RD has operated the voucher program for 11 years without publishing formal regulations that were subject to public notice and comment. Instead, the agency publishes an annual notice in the Federal Register that sets out the manner in which RD operates the program.
There are several issues that arise from the manner in which RD operates its voucher program. First, it does not allow residents to apply for vouchers prior to loan prepayment or foreclosure and requires borrowers to live in the prepaid or foreclosed property as of the date of prepayment. The latter requirement is mandated by statute, the former is not. The RD regulations restrict retroactive voucher payments to 60 days prior to RD having entered into a Housing Assistance Payment (HAP) Contract with the owner of the development in which the resident wants to use the voucher. The fact that the resident cannot apply for a voucher until after the prepayment has occurred together with the 60-day retroactive limitation causes many households eligible for vouchers to have to pay full market rent when RD is unable to promptly inspect the unit and distribute voucher payments within the 60-day limitation.
Second, RD requires that all adult residents of households applying for vouchers be citizens of the United States or persons admitted for permanent residence.

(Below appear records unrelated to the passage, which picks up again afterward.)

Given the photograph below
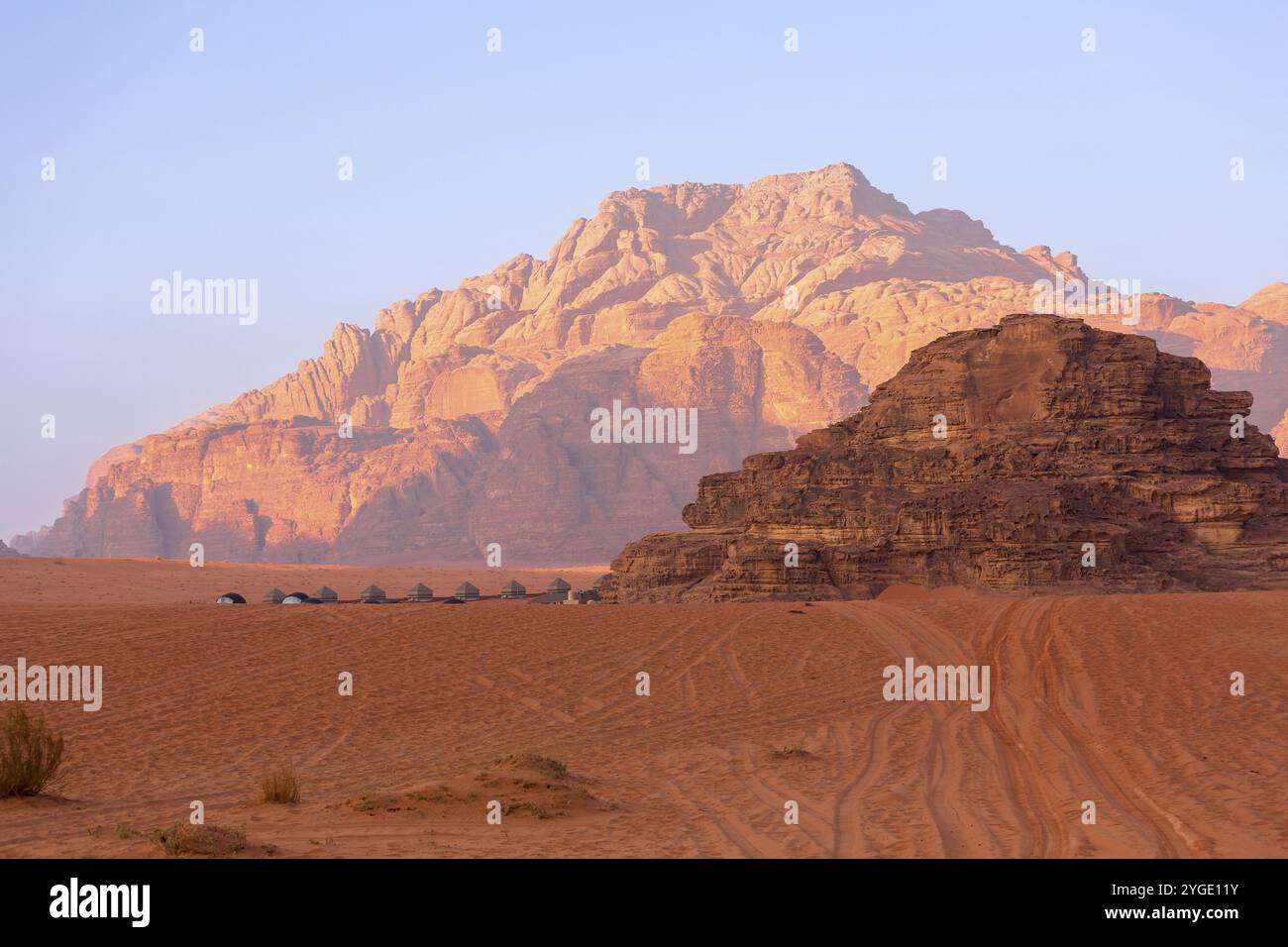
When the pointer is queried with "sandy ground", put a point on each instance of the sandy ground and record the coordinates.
(1119, 699)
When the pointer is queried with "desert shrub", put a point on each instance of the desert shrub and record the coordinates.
(30, 755)
(281, 785)
(187, 839)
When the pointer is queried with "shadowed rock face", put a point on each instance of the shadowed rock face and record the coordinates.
(1057, 434)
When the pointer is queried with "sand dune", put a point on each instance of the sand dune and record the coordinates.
(1122, 699)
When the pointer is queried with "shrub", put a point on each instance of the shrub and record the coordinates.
(281, 785)
(30, 755)
(185, 839)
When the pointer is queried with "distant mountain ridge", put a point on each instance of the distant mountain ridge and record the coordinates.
(772, 308)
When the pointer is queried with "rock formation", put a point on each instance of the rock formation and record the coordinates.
(999, 459)
(771, 308)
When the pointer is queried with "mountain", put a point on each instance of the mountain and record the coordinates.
(1055, 442)
(769, 309)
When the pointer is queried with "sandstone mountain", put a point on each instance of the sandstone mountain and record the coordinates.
(1055, 442)
(769, 308)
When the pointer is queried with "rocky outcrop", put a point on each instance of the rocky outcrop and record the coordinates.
(1000, 459)
(771, 309)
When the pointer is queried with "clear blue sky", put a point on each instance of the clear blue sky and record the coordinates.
(223, 163)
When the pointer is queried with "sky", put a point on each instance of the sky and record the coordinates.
(224, 162)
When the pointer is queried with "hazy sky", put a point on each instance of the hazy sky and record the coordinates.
(224, 163)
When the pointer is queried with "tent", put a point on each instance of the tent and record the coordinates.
(550, 598)
(373, 592)
(420, 592)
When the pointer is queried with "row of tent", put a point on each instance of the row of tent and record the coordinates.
(558, 590)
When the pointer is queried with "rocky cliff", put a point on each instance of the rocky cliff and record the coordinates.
(1037, 455)
(769, 309)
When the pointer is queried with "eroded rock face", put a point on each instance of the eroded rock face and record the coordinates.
(1056, 434)
(769, 308)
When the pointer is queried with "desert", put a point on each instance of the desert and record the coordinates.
(1122, 699)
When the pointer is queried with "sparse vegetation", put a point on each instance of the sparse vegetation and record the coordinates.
(185, 839)
(546, 766)
(279, 787)
(30, 755)
(790, 753)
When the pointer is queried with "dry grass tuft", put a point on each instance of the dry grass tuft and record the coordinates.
(279, 787)
(187, 839)
(30, 755)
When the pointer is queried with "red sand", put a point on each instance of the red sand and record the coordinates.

While a citizenship requirement is mandated by Section 214 of the Housing and Community Development Act of 2008, that Act does not require all household residents to meet that requirement. In the case of mixed households, it authorizes proration of the voucher subsidy. Indeed, HUD has allowed minor household members to qualify the entire household to live in HUD subsidized housing or to receive HUD vouchers, provided the subsidy is prorated. RD has not implemented the proration provisions of the act and requires that all household members be citizens or permanent residents. RD has also not allowed voucher applicants to appeal the determination that they do not qualify for a voucher by reason of their status as required by the act.
Third, RD issues vouchers to all residents of prepaid developments regardless of whether the prepayment is subject to use restrictions. In fact, there is no reason for RD to extend vouchers to households that remain in prepaid developments. The use restrictions require prepaying owners to continue to rent apartments to residents as of the date of prepayment as if they continued to live in a Section 515 development. The subsidy that is provided to these residents by RD vouchers does not provide the remaining residents any protection that is not already provided by the use restriction. All that the voucher does is to relieve owners from the financial burdens that the use restrictions were intended to impose on them and, thereby, discourage prepayment of their loans. The fact that RD has been issuing vouchers to households that do not need them has caused RD to run short of voucher funding over the last several years and has, as a result, deprived other households in need of vouchers from receiving them.
Lastly, the use restriction form that RD uses for developments that are prepaid subject to use restrictions authorizes the agency to lift the use restrictions when the voucher subsidy is terminated for reasons beyond the owner’s control. However, the use restrictions are a condition of the prepayment and RD vouchers were intended to provide assistance to residents and not owners. Accordingly, removing the use restrictions when voucher funding terminates violates ELIHPA.